Patateste planlı ve sürdürülebilir bir üretimin gerçekleşmesinin üreticilerimizin en büyük beklentisi olduğunu vurgulayan Bayraktar, “Üretimde meydana gelen dalgalanma ve pazarlama sorunları, üreticiden tüketiciye tüm tarafları derinden etkilemekte, pazarlama sorunlarının yaşandığı dönemde düşük fiyat nedeniyle üretici mağdur olurken, arzın daraldığı dönemde yüksek fiyat nedeniyle bu kez tüketiciler olumsuz etkilenmektedir” dedi.
“Üreticilerimizin pazarlık güçleri yok”
Üreticilerimizin tam olarak örgütlenememesi nedeniyle pazarlık güçleri bulunmadığını ve bu yapıda yaşanan sorunların daha da derinleştiğini bildiren Bayraktar, şunları kaydetti:
“Üreticilerimizin kendi ürettiği üründe söz sahibi olabilmesi, sahip oldukları hakları etkin bir şekilde kullanabilmesi ancak örgütlenmeyle mümkündür. Bilindiği üzere Avrupa Birliği ülkelerinde pazarlanmanın büyük bir çoğunluğu üretici örgütlerince yapılmaktadır. Sorunun çözümüne yönelik olarak üreticilerin örgütlenmesi ve örgütlenme bilincinin oluşması eğitim ve yayım faaliyetlerine daha fazla ağırlık vermekle mümkündür.

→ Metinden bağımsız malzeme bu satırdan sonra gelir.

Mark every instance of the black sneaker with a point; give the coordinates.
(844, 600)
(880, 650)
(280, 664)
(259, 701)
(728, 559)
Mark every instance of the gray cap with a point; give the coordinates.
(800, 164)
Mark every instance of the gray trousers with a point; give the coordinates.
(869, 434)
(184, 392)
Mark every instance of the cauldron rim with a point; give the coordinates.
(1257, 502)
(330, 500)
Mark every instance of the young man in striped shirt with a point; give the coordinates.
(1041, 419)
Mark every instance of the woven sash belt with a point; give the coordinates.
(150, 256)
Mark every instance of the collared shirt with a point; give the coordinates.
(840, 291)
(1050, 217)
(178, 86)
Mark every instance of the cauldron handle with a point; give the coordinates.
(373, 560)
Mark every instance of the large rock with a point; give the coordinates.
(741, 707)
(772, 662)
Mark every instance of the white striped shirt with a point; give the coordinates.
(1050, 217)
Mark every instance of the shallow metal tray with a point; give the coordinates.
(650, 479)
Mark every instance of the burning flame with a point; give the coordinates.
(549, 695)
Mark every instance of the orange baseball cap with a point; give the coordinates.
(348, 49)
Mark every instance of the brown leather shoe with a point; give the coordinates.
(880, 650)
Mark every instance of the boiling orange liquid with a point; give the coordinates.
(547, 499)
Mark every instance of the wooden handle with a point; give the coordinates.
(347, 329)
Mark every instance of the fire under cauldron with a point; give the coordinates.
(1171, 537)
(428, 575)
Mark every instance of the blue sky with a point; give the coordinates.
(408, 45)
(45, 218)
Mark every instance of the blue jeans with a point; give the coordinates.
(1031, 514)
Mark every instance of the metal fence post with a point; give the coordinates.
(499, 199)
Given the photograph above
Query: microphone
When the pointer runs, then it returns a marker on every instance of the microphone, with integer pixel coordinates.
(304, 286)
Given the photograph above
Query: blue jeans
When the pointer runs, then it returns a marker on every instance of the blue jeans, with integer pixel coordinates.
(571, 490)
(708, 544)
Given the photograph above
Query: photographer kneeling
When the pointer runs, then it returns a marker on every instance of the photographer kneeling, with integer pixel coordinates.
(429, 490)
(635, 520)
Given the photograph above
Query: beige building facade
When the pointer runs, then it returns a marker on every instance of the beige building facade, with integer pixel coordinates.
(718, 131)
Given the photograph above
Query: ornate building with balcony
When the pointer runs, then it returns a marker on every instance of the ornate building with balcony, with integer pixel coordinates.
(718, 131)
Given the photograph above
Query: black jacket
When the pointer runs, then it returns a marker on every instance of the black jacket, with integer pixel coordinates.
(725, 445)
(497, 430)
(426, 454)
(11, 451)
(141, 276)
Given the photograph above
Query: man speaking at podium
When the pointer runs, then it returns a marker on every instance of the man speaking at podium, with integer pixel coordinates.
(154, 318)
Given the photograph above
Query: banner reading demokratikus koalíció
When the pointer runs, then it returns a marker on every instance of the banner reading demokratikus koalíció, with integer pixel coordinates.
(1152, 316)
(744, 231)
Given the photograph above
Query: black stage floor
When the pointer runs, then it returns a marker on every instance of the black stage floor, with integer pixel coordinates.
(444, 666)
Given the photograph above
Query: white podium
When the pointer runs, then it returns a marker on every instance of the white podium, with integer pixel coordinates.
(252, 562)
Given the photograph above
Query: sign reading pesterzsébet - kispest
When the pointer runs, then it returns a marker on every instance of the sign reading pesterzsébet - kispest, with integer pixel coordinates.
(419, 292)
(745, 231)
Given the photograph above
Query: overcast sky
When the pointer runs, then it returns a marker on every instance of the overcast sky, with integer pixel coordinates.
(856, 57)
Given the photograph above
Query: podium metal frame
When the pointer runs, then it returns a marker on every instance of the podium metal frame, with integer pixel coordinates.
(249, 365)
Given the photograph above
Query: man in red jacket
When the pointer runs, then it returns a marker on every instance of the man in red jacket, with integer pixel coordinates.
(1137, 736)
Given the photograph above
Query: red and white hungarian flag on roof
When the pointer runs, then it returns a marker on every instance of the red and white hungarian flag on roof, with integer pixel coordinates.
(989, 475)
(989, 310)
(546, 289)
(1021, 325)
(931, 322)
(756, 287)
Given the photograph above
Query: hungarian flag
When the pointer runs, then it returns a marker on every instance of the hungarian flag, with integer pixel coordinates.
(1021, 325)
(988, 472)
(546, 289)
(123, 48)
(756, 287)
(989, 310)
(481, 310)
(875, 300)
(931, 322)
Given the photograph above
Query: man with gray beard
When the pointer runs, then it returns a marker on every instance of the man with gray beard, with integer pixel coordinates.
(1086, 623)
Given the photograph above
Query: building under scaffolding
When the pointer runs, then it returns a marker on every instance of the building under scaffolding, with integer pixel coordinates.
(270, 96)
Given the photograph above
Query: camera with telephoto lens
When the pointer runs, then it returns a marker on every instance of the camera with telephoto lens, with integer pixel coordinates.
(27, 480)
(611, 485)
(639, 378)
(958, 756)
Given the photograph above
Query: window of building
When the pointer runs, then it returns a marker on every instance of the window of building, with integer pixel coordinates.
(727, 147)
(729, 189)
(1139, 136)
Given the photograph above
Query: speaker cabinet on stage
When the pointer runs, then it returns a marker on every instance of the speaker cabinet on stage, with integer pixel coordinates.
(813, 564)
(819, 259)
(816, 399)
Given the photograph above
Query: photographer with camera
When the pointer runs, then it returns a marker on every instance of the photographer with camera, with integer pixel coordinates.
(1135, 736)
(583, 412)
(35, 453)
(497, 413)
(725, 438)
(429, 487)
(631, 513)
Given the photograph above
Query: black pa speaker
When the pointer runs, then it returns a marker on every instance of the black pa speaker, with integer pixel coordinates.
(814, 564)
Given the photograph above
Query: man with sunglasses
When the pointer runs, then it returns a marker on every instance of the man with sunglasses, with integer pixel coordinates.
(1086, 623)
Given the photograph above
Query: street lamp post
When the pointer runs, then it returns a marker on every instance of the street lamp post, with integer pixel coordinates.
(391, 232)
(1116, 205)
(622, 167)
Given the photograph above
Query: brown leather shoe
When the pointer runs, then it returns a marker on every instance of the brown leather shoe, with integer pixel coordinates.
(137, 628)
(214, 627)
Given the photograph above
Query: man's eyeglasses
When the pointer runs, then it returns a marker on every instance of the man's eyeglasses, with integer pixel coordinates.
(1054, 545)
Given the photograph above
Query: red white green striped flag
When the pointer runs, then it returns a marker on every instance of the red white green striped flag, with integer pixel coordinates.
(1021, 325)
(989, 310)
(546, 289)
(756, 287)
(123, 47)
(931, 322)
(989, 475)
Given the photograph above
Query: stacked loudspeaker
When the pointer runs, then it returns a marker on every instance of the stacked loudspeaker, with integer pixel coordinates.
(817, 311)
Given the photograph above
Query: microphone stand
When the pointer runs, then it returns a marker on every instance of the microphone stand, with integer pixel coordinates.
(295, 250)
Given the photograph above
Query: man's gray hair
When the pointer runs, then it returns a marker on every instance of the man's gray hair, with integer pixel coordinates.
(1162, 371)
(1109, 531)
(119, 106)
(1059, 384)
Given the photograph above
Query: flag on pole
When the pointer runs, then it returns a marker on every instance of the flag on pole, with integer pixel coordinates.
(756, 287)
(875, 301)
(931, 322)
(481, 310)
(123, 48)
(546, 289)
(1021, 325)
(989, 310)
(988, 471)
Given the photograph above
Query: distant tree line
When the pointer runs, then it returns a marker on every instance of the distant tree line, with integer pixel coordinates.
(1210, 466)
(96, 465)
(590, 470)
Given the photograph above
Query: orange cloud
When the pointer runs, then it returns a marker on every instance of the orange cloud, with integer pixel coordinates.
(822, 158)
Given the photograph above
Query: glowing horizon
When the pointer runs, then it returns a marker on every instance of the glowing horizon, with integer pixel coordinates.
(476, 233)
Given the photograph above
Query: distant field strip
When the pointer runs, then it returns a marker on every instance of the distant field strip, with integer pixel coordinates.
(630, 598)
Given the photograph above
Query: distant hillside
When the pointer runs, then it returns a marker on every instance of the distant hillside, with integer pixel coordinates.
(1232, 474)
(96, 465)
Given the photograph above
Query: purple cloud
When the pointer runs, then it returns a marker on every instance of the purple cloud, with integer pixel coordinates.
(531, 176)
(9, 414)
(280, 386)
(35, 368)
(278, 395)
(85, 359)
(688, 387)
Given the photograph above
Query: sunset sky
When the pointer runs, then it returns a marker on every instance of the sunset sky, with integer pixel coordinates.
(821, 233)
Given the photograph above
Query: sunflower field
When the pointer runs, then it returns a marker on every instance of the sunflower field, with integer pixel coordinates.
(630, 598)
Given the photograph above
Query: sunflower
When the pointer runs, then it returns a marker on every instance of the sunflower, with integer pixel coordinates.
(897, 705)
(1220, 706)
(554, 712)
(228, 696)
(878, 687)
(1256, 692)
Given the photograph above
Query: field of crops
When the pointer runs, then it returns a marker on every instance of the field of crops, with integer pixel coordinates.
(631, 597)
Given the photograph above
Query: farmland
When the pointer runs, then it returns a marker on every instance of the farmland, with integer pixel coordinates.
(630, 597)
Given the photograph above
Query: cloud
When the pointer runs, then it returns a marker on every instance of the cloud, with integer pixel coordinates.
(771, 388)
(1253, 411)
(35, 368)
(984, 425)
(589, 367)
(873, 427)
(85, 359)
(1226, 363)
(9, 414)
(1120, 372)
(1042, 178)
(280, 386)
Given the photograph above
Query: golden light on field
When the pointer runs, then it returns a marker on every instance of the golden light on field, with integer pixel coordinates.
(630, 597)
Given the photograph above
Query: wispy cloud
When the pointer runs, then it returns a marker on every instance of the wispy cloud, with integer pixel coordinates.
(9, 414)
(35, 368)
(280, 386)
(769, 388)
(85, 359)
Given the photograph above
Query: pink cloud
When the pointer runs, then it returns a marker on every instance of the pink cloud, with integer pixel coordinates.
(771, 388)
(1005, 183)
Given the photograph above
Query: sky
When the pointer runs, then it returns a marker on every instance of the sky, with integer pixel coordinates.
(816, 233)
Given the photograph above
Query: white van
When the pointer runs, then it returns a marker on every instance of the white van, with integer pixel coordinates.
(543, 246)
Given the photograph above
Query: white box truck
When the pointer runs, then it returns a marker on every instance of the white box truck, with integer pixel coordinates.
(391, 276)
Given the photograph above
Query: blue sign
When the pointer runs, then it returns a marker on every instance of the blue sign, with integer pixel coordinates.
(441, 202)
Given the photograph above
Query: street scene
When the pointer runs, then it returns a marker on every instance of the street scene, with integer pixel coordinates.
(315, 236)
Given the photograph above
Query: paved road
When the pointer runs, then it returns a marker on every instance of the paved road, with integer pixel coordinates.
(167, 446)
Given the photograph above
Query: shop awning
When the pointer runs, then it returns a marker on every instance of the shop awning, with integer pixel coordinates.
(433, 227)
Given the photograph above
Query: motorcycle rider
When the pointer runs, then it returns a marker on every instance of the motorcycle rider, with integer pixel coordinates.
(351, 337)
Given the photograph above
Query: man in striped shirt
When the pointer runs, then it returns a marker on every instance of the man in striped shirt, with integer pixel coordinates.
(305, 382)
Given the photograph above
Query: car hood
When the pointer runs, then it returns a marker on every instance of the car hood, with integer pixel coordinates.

Bunun yanı sıra, Tarımsal Üretici Birlikleri'ne gerekli kaynak aktarılarak finansman bakımından güçlendirilmelidir. Birlikler, bu şekilde fonksiyonel hale getirilerek bir müdahale kurumu gibi çalışmaları sağlanmalıdır.
Üretimde istikrarın sağlanması bakımından üretim planlaması yapılmalı; çiftçi nerede ne kadar ürün yetiştireceğini bilmeli, üretim Türkiye'nin ihtiyaçlarına göre belirlenmelidir. Üreticilerimizin alın terinin karşılığını aldığı, istikrarlı ve sürdürülebilir bir üretim gerçekleşmesi en büyük temennimizdir.”